In the darkness of the early morning hours, when the night frost has taken the temperature in the vineyards down to below 19°F (hard freeze), work starts on picking and crushing the frozen grapes. The water inside the grape skins has been frozen to ice so that the grape juice is concentrated to a golden-colored liquid, often called "Nachtgold" or "gold of the night".

Tuesday, September 4, 2007

September Begins

I am back from a long, beautiful weekend spent with my sister. Four days, and so much done. And indeed so much more to do. When, oh when will I have time enough to do everything that needs to get done?

I took my car on his (I have decided that my car is a boy) maiden voyage out of Iowa. He held up beautifully and we drove all the way to Kansas, where my sister and I decided to embark on an impromptu visit to Colorado, and then he carried us there and back, and then me back home. In any case, I am glad he isn't spitting and sputtering and running up huge mechanic's bills for me.

Nisha and I had a lovely time. We decided on the spur of the moment to go to Denver, and changed our minds halfway there and decided to go to Colorado Springs instead. We did a bunch of wonderful things that I would love to write about, but I haven't the time or energy to. We did visit the "Garden of the Gods", and the "Cave of the Winds", of which we took a lantern tour with no electricity and actual kerosene lanterns stuck in metal buckets, and our guide told us ghost stories, and so on. We wanted to also go to "Pike's Peak", but were late and the road up there had closed for the day. But, on the whole, it was a thrilling experience.

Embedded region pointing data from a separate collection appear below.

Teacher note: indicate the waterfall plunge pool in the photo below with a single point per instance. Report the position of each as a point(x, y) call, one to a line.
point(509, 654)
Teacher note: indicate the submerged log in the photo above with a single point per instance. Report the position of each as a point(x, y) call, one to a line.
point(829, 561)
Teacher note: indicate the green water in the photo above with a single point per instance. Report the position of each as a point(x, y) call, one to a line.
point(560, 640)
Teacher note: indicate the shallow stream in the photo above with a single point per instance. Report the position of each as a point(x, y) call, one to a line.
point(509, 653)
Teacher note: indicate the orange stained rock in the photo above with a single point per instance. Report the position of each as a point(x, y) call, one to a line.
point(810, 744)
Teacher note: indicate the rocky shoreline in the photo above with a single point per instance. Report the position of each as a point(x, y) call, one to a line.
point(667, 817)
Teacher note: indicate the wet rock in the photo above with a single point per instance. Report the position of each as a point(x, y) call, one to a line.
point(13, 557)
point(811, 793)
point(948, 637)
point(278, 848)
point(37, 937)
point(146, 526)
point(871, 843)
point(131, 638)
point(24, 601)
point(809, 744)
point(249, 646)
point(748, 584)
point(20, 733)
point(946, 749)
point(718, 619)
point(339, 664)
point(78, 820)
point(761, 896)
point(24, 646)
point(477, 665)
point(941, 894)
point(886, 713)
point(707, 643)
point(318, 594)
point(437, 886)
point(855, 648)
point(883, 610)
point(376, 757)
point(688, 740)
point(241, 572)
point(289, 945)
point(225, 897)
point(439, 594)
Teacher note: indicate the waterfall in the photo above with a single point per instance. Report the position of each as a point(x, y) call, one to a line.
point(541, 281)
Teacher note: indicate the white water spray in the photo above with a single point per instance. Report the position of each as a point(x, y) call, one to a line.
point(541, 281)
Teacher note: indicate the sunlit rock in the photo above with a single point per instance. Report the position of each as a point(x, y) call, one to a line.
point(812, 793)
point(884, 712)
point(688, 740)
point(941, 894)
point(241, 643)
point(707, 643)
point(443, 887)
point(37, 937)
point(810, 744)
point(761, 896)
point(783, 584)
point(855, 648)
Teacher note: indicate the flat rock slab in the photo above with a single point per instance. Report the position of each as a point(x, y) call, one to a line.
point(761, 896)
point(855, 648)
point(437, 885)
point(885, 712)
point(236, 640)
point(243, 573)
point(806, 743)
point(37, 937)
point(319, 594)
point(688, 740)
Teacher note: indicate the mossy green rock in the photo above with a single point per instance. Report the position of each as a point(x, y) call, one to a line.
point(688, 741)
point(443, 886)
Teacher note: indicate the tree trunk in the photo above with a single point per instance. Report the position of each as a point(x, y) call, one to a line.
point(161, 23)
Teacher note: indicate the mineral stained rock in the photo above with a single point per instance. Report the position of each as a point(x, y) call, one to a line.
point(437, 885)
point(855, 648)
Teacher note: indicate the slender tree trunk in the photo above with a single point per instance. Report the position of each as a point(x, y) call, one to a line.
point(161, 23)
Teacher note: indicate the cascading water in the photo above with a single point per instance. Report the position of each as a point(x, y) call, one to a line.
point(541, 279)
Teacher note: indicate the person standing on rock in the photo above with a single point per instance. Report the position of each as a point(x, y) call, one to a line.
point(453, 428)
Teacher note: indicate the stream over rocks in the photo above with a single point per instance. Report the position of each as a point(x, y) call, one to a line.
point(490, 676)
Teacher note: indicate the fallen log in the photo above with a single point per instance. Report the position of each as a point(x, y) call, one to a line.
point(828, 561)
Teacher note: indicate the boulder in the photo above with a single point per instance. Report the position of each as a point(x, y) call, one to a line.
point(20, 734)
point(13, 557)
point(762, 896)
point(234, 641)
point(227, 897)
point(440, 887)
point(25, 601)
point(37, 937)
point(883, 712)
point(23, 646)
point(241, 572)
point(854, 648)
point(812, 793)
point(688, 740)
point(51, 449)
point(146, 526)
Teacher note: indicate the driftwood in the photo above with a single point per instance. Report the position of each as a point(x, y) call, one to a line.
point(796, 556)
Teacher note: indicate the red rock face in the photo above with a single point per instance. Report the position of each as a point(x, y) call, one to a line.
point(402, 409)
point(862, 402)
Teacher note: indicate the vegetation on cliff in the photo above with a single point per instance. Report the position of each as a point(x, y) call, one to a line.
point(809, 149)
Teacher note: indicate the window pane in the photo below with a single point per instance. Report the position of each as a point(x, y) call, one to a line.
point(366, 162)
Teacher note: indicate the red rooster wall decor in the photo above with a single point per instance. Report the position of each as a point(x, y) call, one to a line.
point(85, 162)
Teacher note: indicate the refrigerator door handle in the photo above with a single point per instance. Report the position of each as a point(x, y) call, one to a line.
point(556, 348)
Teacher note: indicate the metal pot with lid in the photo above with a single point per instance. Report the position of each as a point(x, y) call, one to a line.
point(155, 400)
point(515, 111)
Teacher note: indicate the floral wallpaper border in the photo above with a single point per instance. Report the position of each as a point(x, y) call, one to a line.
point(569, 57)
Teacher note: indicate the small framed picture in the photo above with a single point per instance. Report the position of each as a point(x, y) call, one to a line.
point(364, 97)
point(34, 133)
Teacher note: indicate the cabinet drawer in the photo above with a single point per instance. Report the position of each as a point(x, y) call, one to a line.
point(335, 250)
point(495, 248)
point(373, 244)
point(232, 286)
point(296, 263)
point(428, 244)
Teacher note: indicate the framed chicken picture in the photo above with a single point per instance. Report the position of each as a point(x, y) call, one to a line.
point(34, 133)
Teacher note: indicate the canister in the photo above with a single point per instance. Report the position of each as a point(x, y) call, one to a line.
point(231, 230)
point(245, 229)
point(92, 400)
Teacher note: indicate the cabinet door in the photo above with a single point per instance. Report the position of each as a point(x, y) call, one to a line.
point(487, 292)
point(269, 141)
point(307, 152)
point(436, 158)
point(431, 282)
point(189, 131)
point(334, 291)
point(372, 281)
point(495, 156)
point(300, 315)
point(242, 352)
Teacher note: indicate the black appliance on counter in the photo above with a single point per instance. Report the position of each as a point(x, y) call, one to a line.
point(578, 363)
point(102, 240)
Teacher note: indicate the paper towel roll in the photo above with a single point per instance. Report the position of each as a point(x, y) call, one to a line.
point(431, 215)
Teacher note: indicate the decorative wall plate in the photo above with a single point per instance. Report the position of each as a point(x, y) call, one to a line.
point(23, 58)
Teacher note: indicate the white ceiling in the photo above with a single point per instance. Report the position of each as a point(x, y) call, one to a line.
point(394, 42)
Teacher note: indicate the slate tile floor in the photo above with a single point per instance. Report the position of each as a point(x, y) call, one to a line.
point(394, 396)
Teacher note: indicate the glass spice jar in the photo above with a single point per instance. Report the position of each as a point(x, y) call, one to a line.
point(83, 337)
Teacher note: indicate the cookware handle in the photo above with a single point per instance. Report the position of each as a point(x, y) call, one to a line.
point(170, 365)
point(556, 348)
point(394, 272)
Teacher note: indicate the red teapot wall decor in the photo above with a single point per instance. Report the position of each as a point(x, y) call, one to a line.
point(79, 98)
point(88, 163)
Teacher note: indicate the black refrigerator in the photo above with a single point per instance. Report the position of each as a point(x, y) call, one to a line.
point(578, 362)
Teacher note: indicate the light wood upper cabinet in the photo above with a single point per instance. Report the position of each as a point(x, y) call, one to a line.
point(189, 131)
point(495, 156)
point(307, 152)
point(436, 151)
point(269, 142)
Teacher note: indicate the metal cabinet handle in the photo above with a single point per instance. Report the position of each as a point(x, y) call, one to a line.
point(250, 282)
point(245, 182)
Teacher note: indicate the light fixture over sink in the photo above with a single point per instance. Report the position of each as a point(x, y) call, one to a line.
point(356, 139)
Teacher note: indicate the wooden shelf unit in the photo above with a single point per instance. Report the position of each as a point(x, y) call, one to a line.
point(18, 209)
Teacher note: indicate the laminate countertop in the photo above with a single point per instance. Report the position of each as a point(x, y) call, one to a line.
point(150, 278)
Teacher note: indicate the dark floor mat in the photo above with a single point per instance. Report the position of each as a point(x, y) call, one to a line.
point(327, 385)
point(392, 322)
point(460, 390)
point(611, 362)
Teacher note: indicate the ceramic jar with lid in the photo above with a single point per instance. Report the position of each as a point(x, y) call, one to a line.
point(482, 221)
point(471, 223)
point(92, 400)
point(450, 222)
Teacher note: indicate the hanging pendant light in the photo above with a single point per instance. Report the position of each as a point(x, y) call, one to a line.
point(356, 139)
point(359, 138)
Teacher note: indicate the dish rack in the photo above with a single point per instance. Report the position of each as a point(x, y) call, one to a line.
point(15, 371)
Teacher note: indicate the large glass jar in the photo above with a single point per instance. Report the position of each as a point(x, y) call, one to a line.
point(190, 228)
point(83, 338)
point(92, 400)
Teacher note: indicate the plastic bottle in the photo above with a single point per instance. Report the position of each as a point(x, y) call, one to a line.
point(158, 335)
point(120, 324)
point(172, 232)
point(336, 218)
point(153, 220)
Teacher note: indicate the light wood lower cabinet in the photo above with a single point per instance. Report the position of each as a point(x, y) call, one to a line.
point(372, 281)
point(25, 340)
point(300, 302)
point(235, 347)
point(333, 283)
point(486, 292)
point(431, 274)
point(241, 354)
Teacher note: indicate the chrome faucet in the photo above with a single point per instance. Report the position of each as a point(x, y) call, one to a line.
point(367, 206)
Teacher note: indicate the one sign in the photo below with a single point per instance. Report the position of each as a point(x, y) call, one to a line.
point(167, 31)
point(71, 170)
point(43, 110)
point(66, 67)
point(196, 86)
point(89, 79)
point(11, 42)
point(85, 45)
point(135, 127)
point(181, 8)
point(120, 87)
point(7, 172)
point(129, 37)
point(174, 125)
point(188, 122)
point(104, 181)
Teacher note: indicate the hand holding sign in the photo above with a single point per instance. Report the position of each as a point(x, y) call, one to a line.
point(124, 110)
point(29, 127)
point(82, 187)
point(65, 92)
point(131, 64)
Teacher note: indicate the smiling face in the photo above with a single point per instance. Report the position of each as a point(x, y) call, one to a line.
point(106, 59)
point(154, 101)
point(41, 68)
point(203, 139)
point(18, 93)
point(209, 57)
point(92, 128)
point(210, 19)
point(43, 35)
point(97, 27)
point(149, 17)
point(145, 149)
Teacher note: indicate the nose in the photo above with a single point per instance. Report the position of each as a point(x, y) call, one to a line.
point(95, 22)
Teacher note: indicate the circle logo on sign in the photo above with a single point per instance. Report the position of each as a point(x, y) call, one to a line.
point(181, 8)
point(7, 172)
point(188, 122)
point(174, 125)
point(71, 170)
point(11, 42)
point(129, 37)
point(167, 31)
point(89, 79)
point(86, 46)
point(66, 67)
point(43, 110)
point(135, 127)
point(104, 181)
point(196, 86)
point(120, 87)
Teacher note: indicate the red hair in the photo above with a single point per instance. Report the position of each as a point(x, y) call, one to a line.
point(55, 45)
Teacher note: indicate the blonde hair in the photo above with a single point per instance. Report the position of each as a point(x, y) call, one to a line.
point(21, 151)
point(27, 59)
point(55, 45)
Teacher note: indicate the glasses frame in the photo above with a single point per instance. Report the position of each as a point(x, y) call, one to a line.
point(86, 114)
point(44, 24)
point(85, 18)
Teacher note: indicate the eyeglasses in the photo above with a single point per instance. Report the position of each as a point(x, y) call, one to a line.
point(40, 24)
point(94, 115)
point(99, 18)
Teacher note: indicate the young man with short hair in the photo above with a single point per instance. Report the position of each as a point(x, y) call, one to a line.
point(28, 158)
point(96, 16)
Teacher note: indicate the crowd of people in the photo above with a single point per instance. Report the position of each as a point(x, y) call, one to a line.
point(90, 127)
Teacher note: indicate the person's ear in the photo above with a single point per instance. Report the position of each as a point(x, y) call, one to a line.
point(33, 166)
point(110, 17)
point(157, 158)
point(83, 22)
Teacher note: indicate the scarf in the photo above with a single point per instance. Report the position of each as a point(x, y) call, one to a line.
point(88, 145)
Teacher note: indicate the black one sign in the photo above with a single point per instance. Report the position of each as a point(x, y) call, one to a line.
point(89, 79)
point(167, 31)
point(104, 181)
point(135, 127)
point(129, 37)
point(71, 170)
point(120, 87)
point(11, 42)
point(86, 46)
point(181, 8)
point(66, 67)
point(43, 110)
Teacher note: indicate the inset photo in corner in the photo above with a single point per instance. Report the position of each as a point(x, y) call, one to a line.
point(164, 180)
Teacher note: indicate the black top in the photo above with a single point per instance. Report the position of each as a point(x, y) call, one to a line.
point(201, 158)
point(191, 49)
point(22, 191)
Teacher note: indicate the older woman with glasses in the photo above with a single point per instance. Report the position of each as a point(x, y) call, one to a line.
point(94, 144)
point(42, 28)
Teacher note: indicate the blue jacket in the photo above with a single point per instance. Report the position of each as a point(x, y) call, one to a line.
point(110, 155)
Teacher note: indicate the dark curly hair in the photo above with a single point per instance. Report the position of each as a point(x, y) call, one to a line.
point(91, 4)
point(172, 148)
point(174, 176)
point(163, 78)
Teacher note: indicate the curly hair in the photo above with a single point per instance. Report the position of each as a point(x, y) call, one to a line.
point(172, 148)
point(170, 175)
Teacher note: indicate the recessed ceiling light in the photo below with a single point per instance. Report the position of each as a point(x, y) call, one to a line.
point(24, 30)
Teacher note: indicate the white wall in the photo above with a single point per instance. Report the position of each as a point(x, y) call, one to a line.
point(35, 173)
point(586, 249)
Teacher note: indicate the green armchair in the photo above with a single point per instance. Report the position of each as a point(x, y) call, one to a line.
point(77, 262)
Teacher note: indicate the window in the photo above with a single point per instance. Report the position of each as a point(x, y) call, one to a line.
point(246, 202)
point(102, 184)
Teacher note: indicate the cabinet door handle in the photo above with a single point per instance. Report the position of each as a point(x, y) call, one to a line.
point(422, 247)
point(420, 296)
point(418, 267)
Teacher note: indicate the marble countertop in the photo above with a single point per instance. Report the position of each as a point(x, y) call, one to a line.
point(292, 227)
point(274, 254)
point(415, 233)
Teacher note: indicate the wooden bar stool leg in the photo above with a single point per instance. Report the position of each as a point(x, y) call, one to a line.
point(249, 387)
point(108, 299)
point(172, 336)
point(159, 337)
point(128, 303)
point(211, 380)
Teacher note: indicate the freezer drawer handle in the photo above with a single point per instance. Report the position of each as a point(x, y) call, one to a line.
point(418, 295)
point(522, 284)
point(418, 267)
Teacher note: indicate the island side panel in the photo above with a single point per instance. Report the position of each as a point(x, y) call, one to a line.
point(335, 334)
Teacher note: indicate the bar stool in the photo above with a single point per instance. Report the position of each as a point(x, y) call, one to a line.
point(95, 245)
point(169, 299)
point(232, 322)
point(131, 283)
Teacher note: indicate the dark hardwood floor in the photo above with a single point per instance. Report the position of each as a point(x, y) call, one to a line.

Once I get used to being around my sister, it always is rather difficult to get un-used to it. We fight sometimes (it's all her fault), but are best of friends too. And she hero-worships me, and that helps a great deal. Today she won an award for being a wonderful listener and an ideal employee. I'm posting her certificate here. :) CLICK

I have finally finished reading The Way of All Flesh. The book could quite easily pass for my biography and chronicle of thoughts. I am the Salieri to Butler's Mozart. Except not jealous at all... but rather admiring. So I think a better analogy would be that I am the Mike Jackson to Butler's Psmith. No, that isn't it either. In any case I am Ernest Pontifex! I thought that the end of the book was very rushed, but it managed to capture the essence of my belief. Nothing else seemed to matter.

While in Manhattan, I went again to The Dusty Bookshelf and this time discovered a beautiful leather bound edition of The Oxford Book of English Verse. It was quite a find, and I plunged right in. I even persuaded Nisha who hates reading poetry to read me some while I was driving. I discovered a new love poem in it. It was written by Thomas Moore who also wrote one of my other favorites: "Believe Me... " I think this poem is beautiful!!!

"Come, rest in this bosom, my own stricken deer,
Though the herd have fled from thee, thy home is still here;
Here still is the smile, that no cloud can o'ercast,
And a heart and a hand all thy own to the last.

Oh! what was love made for, if 'tis not the same
Through joy and through torment, through glory and shame?
I know not, I ask not, if guilt's in that heart?
I but know that I love thee, whatever thou art.

Thou hast call'd me thy angel in moments of bliss,
And thy Angel I'd be, 'mid the horrors of this,
Through the furnace, unshrinking, thy steps to pursue,
And shield thee, and save thee, - or perish there too!"